Wednesday, November 3, 2021

Map Compasses (Part 2): Compass Design Language & Parsing

Welcome back to my blog series on implementing procedurally-generated map compasses!  Last time I looked at a variety of map compasses and saw how they broke down into combinations of pointers and circles and wrote a simple code framework.  This time I'm going to talk about the high level design of the code, and start creating a language to describe compasses.

I intend to organize the map compass code into two stages:
(That's some high-quality software engineering, folks!)

In the first step, I will generate the compass.  By this I mean deciding what pointers and circles to draw, how to size and order them, what size lines to use and so on.  The output of this step will be a description of the compass, i.e., something like “A 50 pixel radius, 5 pixel wide circle of alternating black and white segments, then 60 pixel radius black and white intercardinal pointers, then 75 pixel radius black and white cardinal pointers, and then labels on the cardinal points":


Of course, I won't use English for this description but rather “Compass Description Language (CDL)," a structured language much like my Map Border Description Language (MBDL).  As with MBDL, one use of the CDL will be to easily save and reuse compass designs I particularly like.  Another reason to use CDL is that it will let me implement some complex compass designs that would otherwise be difficult.  So my code will look like this:
In the second step I will draw the compass.  This involves parsing the CDL produced by the generator, and translating it into commands to render the compass onto the screen.  In a little bit more detail, it will look like this:
The Generate step will be built around a grammar written in a procedural generation tool called RiTa.

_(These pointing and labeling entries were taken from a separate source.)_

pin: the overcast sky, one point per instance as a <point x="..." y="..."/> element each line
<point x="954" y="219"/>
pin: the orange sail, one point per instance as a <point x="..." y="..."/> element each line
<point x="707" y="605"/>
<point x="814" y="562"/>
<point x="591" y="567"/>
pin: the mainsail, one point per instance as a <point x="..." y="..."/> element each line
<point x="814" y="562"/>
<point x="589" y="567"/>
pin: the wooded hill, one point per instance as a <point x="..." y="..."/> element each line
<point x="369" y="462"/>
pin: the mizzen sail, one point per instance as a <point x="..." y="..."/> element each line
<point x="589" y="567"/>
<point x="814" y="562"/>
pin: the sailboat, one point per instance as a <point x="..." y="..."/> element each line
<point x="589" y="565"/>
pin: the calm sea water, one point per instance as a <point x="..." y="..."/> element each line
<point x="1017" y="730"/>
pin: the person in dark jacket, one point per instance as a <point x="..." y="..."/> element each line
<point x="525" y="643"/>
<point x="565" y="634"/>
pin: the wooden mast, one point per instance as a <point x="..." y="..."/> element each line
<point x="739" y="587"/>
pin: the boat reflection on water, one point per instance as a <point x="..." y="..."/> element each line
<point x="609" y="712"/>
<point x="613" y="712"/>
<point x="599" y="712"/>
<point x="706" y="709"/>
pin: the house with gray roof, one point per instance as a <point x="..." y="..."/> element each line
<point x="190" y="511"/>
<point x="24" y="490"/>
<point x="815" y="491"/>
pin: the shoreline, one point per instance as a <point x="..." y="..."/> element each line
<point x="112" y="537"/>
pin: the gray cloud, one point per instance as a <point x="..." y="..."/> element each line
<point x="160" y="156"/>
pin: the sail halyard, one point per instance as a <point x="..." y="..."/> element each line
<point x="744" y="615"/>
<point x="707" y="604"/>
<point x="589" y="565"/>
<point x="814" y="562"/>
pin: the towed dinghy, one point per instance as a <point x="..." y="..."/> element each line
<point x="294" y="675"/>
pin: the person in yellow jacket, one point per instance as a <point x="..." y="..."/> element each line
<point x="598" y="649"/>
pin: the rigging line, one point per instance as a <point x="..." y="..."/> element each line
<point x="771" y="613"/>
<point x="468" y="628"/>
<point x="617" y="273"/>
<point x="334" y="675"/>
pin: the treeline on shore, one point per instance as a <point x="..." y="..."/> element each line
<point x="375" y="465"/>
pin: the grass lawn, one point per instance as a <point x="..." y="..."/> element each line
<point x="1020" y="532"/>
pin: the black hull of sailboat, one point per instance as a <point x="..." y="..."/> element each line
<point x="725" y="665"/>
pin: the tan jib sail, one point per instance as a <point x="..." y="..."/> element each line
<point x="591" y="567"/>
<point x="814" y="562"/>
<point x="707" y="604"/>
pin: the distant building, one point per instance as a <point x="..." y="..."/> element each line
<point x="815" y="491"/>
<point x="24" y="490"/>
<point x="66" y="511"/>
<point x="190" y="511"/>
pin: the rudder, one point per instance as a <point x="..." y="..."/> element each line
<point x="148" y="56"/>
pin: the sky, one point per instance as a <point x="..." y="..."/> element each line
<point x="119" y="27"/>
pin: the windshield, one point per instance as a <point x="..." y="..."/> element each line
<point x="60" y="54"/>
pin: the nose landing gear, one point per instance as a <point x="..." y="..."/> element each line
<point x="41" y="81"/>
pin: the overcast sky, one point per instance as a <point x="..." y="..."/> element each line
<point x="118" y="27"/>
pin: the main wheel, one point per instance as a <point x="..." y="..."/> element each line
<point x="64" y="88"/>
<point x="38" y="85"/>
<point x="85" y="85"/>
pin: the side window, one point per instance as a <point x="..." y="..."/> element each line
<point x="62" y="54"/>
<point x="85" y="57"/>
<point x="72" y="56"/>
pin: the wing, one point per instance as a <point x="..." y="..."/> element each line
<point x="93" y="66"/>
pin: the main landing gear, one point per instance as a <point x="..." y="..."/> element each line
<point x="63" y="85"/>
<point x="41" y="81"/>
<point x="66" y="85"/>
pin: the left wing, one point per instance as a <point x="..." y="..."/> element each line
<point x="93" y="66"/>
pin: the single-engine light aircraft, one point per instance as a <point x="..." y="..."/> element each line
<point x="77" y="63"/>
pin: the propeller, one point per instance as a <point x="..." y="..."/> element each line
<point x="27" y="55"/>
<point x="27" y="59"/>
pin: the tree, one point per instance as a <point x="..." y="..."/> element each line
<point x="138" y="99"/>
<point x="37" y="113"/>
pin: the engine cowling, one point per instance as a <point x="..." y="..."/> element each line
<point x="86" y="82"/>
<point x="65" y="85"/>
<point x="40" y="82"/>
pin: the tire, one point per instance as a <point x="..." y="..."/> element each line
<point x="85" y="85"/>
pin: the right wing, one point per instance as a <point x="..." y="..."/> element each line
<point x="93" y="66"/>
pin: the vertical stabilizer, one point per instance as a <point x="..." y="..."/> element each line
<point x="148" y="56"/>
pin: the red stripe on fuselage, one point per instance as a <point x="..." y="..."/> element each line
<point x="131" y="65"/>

That grammar will create a compass description in the Compass Description Language (CDL).  The CDL description will then be parsed by a tool called Nearley into an intermediate representation that is more “machine friendly."  The intermediate representation will then be executed by a Javascript execution engine.  The output of that will be the SVG commands to draw the compass.

This seems convoluted but using a rules grammar for procedural generation is common, and the pattern of “parse to an intermediate representation and execute that" is a typical pattern for building a language interpreter.  And because I'll be using a couple of parsing and grammar tools, less code will be required than you might think from looking at that diagram.  This architecture will also enable me to design, develop and test each function separately.

While I'm using SVG for Dragons Abound, other people use a variety of different graphic display technologies.  So I'll try to isolate the code that actually does the rendering in SVG, so that other users can easily swap in code to render in Canvas or whatever.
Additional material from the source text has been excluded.